In Fig. 6-46, a box of ant aunts (total mass m₁ = 1.65kg) and a box of ant uncles (total mass m = 3.30kg) slide down an inclined plane while attached by a massless rod parallel to the plane. The angle of incline is $\mathit{\theta }\mathbf{=}\mathbf{30}\mathbf{.}{\mathbf{0}}^{\mathbf{°}}$. The coefficient of kinetic friction between the aunt box and the incline is ${\mathit{\mu }}_{\mathbf{1}}\mathbf{=}\mathbf{0}\mathbf{.}\mathbf{226}$; that between the uncle box and the incline is ${\mathit{\mu }}_{\mathbf{2}}\mathbf{=}\mathbf{0}\mathbf{.}\mathbf{113}$. Compute

(a) the tension in the rod and

(b) the magnitude of the common acceleration of the two boxes.

(c) How would the answers to (a) and (b) change if the uncles trailed the aunts?

• Mass of box of ant aunts, m₁ = 1.65kg.
• Mass of box of ant uncles, m₂ = 3.30kg.
• The angle of inclination,$\theta =30.0^{°}$.

The coefficient of kinetic friction between the aunt box and the incline is,${\mu }_1=0.226$The coefficient of kinetic friction between the uncle’s box and the incline is, ${\mu }_2=0.113$.

The problem deals with Newton’s second law of motion, which states that the acceleration of an object is dependent upon the net force acting upon the object and the mass of the object.

First, draw the free-body diagram of the two boxes.

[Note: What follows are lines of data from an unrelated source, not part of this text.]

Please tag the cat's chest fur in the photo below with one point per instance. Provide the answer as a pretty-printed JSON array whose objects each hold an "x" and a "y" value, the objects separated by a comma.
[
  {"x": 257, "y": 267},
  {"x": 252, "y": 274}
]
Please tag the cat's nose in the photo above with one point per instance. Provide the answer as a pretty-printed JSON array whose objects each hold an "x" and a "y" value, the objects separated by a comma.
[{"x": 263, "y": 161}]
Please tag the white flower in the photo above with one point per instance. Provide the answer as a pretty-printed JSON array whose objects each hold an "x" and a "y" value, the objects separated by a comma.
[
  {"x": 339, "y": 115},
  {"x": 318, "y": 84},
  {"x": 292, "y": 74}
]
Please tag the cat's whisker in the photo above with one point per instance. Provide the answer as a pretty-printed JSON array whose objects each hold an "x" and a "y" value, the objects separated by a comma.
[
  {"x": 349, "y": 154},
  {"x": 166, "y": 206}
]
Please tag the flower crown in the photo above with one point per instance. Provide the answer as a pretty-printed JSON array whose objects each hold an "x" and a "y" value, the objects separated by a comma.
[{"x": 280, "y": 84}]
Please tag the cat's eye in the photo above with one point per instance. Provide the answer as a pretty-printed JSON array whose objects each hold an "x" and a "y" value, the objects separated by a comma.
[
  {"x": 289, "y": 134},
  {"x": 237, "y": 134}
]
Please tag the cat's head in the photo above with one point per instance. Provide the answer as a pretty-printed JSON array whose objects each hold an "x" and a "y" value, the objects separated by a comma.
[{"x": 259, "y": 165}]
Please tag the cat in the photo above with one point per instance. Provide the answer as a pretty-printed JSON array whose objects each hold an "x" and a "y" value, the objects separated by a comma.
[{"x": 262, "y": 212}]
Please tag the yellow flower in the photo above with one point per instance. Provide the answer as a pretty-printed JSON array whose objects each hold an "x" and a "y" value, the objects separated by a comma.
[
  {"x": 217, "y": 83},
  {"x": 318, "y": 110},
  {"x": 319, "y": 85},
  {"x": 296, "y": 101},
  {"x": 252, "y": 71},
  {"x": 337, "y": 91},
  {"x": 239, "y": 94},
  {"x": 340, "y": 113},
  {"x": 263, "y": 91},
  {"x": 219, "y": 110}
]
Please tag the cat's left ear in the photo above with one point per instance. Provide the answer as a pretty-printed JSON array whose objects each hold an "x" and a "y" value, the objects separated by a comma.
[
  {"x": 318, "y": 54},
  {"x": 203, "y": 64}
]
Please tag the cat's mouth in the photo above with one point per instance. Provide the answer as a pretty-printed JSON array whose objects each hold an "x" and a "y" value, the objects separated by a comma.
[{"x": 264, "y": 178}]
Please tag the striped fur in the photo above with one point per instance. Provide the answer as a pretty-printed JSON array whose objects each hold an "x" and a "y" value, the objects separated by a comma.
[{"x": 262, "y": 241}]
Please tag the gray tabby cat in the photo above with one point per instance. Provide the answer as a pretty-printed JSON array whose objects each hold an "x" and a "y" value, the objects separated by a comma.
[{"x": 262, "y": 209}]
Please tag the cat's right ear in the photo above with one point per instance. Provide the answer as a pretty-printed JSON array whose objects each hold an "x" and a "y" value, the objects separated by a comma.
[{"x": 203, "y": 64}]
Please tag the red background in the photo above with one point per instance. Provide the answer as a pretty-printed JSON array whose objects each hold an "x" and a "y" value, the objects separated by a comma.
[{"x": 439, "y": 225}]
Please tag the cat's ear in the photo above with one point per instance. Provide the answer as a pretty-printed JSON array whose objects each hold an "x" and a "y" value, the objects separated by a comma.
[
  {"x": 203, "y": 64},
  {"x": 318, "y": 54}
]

Then applying Newton's second law, solve the given problem.

T is the magnitude of the force in the rod (when T > 0 the rod is said to be in tension and when T < 0 the rod is under compression), ${\stackrel{\rightharpoonup }{F}}_{N2}$is the normal force on box 2 (the uncle box), ${\stackrel{\rightharpoonup }{F}}_{N1}$is the normal force on the aunt box (box 1), ${\stackrel{\rightharpoonup }{f}}_1$is kinetic friction force on the aunt box, and ${\stackrel{\rightharpoonup }{f}}_2$is the kinetic friction force on the uncle box.

Also, m₁ = 1.65kg is the mass of the aunt box and m₂ = 3.30kg is the mass of the uncle box (which is a lot of ants!).

For each block, we take +x downhill (which is toward the lower-right in these diagrams) and +y in the direction of the normal force.

Applying Newton's second law to the x and y directions of first box 2 and next box 1, we arrive at four equations:

$$\begin{gathered} m_{2}g\sin \theta -f_2-T=m_{2}a \\ {F}_{N2}-m_{2}g\cos \theta =0 \\ {F}_{N1}-m_{1}g\cos \theta =0 \end{gathered}$$

Which, when combined with equations $f_1={\mu }_1{F}_{N1}$where ${\mu }_1=0.226$and $f_2={\mu }_2{F}_{N2}$where ${\mu }_2=m_{1}g\cos \theta =0$, fully describe the dynamics of the system.

We solve the above equations for the tension and obtain,

$T=\left(\frac{m_2{m}_{1}g}{m_2+m_1}\right)\left({\mu }_1-{\mu }_2\right)\cos \theta$

Substitute the values, and we get,

$\begin{array}{rcl}T& =& \left(\frac{\left(3.30\right)\left(1.65\right)\left(9.8\right)}{3.30+1.65}\right)\left(0.226-0.113\right)\cos {30}^{°}\\ & =& 1.05N\end{array}$

Thus, the tension in the rod is 1.05N.

These equations lead to an acceleration equal to,

$a=g\left(\sin \theta -\left(\frac{{\mu }_2{m}_2+{\mu }_1{m}_1}{m_2+m_1}\right)\cos \theta \right)$

Substitute the values, and we get,

$\begin{array}{rcl}a& =& 9.8\left(\sin {30}^{°}-\left(\frac{0.113\times 3.30+0.226\times 1.65}{3.30+1.65}\right)\cos {30}^{°}\right)\\ & =& 3.62m/s^2\end{array}$

Thus, the magnitude of the common acceleration is 3.62m/s².

c)

Reversing the blocks is equivalent to switching the labels. We see from our algebraic result in part (a) that this gives a negative value for T (equal in magnitude to the result we got before).

Thus, the situation is as it was before, except that the rod is now in a state of compression.